Fell quickly; lost to Gould's Southwest Railroad in 1886. Leaders would not be solidarity in support to strikes. Retreated into idealism, and did not realise power of skilled workers. Organisation too bulky. Plus, the American Federation of Labour (AFL) formed. AFL skilled only, and convinced that Knights were hurting skilled. Knights by 1893 75,000.

Still, Knights started idea of mass unionisation and first attempt at worker solidarity.

AFL wanted primarily improving wages, hours and working conditions. No politics. Charted in 1886 at Columbus, OH. 25 unions/150,000 initial charter.

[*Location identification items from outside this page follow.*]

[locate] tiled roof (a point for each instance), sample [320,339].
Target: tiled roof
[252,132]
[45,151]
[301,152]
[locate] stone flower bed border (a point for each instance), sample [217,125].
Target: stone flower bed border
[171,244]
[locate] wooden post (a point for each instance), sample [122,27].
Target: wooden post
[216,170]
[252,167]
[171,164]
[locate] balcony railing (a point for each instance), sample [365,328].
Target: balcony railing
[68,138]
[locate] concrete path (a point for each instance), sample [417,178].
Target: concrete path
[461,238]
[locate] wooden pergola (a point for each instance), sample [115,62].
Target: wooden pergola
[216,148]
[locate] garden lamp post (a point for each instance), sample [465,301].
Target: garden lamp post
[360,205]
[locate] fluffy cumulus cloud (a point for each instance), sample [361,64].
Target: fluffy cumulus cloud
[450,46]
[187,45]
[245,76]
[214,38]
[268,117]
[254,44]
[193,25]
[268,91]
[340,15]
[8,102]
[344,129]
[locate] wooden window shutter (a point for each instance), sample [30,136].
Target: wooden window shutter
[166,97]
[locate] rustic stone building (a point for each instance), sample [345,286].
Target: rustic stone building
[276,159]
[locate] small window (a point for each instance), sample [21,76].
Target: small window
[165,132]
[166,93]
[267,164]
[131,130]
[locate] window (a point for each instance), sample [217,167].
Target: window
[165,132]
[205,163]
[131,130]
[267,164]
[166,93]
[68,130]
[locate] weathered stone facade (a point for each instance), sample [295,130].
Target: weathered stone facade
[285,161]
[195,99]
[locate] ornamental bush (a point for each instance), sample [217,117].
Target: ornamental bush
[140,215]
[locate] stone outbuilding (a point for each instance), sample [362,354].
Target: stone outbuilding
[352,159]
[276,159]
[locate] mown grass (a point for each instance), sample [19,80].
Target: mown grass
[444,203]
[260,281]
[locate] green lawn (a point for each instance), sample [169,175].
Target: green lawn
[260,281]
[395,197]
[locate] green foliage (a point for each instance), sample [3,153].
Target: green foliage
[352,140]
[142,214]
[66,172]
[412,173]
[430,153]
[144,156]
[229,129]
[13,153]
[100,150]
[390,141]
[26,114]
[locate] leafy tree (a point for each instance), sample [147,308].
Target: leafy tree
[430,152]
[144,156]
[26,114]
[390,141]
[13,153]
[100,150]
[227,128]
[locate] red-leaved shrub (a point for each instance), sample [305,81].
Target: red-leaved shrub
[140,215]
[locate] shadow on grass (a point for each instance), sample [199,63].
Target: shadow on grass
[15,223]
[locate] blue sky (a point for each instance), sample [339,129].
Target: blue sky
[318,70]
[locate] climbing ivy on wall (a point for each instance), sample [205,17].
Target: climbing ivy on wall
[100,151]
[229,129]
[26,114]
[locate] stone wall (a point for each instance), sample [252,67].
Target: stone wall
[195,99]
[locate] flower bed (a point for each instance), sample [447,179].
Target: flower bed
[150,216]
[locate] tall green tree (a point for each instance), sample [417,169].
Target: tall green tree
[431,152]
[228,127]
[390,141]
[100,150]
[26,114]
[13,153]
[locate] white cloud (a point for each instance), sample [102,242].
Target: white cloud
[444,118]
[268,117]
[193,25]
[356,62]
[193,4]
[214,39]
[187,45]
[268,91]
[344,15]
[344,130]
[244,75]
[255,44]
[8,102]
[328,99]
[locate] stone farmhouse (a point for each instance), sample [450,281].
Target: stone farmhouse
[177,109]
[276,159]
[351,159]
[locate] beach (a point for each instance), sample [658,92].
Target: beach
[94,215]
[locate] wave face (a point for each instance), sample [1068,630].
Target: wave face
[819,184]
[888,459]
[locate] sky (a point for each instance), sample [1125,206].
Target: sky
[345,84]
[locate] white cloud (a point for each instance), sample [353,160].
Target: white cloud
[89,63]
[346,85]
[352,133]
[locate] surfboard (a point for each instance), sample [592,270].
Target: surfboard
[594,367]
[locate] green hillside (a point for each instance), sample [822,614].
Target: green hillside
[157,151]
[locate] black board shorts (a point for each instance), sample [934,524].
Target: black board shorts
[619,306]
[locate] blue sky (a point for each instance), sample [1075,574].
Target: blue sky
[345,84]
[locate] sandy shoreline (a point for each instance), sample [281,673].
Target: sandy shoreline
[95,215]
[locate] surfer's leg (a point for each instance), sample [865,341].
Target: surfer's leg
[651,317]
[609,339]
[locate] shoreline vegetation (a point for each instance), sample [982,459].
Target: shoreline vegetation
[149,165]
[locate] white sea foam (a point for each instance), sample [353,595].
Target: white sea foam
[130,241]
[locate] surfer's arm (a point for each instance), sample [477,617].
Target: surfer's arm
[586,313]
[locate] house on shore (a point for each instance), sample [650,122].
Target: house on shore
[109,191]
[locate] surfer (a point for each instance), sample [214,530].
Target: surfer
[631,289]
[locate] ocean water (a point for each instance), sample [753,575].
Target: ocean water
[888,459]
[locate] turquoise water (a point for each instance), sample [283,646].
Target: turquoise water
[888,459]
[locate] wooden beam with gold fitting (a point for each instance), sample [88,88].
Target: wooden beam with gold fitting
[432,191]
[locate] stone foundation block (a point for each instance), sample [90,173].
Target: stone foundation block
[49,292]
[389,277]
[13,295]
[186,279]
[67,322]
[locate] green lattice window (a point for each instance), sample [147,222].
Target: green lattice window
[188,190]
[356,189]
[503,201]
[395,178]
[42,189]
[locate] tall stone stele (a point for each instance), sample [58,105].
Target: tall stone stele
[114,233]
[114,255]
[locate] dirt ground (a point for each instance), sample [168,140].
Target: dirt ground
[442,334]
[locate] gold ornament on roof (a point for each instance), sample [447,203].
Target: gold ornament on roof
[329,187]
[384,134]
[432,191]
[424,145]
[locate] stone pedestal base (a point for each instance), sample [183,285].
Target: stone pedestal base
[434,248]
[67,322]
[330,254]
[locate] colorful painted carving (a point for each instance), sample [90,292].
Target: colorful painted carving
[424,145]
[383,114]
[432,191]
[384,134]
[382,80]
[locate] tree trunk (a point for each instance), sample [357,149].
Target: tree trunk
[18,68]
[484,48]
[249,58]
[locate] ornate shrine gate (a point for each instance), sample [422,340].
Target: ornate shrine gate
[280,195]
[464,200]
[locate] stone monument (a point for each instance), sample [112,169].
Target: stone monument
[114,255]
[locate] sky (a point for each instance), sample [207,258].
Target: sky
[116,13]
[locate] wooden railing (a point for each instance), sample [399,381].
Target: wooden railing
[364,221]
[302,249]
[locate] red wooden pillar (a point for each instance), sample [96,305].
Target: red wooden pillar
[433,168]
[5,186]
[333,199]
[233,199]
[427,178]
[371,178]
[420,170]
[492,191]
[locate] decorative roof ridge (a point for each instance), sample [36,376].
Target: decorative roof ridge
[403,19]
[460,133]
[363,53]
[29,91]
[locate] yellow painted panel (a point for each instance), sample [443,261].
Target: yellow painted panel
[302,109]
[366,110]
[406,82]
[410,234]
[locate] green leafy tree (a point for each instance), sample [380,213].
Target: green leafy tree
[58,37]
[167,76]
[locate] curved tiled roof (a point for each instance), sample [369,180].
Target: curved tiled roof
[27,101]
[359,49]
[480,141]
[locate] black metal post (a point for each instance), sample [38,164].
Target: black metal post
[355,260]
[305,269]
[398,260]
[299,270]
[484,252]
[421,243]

Samuel Gompers first president. Cigar maker. Born in London 1850. Three postures: tight organisational discipline, collective bargaining and the ability to strike. Based on gradual improvement. President for 40 years. Distrusted utopians and believed that the individual should be noticed.

Five principles:

* trade autonomy: federation no interfere with individual union activity.

* exclusive jurisdiction: one union represent one type worker. No dual unionism (2 unions after 1 worker)

* economic action to help union members; work within the system, not overthrow it.

* voluntarism: no commit to any political party.

* craft basis only

Labour's Problems: 1886-1918

* Homestead defeat: 1892 Amalgamated Association of Iron, Steel and Tin workers tried to successfully strike at Carnegie Steel plant in Homestead, PA. Carnegie called in Pinkertons and state militia. Violent. After 4 months, union was whipped. Major defeat.

* Injunction Power: common tactic by management. If 'irreparable' damage could happen, court injunction stops strike. 1894 Eugene V. Debs American Railway Union struck Pullman Palace Car Company, due to 1893 depression decision to lay off half workforce and cut wages 25-40%. Union members refused to work on any train usinf Pullman cars. Boycott working well; President Cleveland got injunction and federal troops to break strike. Debs 3 months in jail. Very effective anti-union tool.

* Surplus labour

* Employer aggressiveness: yellow dog contracts (cannot join union), open shop movement (guarantee the right to work regardless of union status).

* Conspiracy Doctrine revisited: use Sherman Anti-Trust Act to shut down unions. Clayton Act of 1914 to stop this, but employers worked around it. Court system anti-union.

* WWW-radicalism: Wobblies; formed 1905. Lumber and mining in West. Radicals.

WWI to 1929

1914 strongest to date. 1917 strikes everywhere, Wilson established the National War Labour Board; arbitration panel.

After war many strikes, police in Mass, against US Steel and coal industry. All broken via militia or injunctions. Good times, union strength fell. Worker wage rates still low. Company unions.

Another reason for union membership drop was William Green, AFL president after Gompers. Unskilled workers increasing, but Green avoided them.